Wines that prompt me to respond on a level other than the blandly objective are what I hope for each time I open a bottle. This anticipation is always heightened when I taste an older wine. After all, we cellar wines in the hope they will improve and reach the point of maximum pleasure. When writing about such wines, and to paraphrase (or perhaps misuse) Edward Said, I think it’s appropriate to communicate a “sense of the pleasure taken in having tried at least to meet the [wine] on some other level than the ruthlessly evaluative or the flatteringly appreciative.”
What of this bottle, then? It’s an old wine in all the best ways, though it does remind me of why they are such an acquired taste. There are very few hooks here, nothing obvious on which to hang one’s discernment. Indeed, the nose is delicate and hushed, lightweight really, smelling as much like an abandoned hope chest as a Cabernet. Everything is hinted at; old cedar wood, a wisp of vanilla, watercolour red fruit and light spice. It’s an aroma that only makes sense when you step back and understand its subtle flirtatiousness. Incredibly elegant, if not massively complex.

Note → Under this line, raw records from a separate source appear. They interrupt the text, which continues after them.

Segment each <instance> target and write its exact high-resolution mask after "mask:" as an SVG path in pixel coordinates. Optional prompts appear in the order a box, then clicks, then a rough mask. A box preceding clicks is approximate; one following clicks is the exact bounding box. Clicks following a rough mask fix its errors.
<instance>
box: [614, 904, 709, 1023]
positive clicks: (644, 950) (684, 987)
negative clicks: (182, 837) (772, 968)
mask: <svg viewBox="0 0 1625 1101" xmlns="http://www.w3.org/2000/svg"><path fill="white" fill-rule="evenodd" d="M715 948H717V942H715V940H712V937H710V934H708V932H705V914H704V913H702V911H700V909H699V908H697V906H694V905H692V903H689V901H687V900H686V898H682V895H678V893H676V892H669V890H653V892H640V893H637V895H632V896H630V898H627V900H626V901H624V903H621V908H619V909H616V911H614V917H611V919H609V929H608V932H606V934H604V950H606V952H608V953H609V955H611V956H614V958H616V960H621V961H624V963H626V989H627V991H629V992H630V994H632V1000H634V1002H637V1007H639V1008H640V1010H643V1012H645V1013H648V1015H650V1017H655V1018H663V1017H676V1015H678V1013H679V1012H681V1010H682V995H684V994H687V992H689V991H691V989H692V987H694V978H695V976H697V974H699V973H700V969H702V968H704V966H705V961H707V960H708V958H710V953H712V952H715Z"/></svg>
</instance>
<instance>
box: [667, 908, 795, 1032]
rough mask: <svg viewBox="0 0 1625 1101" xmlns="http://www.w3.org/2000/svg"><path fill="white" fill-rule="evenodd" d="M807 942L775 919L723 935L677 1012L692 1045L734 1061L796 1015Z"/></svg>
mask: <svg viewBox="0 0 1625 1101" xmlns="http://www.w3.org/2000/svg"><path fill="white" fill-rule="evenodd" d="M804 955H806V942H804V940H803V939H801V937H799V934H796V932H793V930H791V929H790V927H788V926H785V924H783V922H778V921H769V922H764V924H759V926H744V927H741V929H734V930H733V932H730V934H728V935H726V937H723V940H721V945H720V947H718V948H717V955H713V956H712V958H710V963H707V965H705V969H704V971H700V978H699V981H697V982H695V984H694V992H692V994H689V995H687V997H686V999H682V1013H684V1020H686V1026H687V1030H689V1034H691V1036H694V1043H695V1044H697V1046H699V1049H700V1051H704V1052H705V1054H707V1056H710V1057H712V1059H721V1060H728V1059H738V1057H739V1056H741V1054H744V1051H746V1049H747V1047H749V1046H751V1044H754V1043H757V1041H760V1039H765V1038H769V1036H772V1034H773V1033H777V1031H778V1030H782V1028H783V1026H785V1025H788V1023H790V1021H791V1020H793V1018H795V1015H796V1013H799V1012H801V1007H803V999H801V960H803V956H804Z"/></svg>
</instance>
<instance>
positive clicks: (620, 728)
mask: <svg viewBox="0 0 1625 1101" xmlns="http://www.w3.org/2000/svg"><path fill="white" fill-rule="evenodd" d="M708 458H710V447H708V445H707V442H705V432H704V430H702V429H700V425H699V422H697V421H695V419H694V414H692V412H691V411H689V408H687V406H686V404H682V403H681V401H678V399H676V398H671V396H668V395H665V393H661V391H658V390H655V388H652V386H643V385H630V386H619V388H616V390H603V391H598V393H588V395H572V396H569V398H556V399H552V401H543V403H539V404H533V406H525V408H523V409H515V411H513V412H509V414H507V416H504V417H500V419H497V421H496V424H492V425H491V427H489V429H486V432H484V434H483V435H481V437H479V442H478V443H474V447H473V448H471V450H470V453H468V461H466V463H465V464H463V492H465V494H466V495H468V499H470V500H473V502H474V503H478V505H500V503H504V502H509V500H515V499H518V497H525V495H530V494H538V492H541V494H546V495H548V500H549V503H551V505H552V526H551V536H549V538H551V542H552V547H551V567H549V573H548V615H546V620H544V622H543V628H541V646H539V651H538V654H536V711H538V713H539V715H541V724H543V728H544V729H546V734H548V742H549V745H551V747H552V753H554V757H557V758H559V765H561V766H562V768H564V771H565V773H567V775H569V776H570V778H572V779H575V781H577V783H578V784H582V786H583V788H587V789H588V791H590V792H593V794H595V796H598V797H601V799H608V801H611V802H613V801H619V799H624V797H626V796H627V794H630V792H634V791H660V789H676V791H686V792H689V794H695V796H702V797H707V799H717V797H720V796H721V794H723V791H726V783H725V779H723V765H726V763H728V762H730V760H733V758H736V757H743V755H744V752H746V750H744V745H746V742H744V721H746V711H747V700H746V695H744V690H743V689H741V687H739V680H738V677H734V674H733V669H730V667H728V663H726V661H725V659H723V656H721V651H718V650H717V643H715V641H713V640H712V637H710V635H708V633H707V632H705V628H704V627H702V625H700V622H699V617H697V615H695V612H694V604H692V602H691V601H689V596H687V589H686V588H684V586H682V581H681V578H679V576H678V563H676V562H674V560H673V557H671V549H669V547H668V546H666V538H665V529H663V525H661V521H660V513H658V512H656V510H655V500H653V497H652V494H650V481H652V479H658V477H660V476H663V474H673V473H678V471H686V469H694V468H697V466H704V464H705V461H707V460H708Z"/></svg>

The palate does not speak in quite such muted tones. At first, an impression of some youth, mostly due to drying tannins that fade a little as the wine gets some air. What they leave behind is a rather beguiling flavour profile whose delicacy reminds me of a good Pinot Noir. It’s quite seamless: red fruits and vanilla ice cream at first, turning slowly to a more savoury expression reminiscent of orange peel as much as berries, moving then to a cedar-centred finish with just a twinge of “old wine” sweetness right at the back of the mouth. A strange set of descriptors perhaps, but totally convincing to me. There’s still a bit of velvet texture on the after palate, so it’s not yet at the stage where it flows in the crystalline manner of fresh water, but it’s not far off.
There’s nothing outstanding about this wine in conventional terms. It’s not ultra intense, nor dense, nor complex. But it’s absolutely worthwhile as a balanced expression of aged Great Western Cabernet Sauvignon, no more nor less. I’m enjoying it a great deal.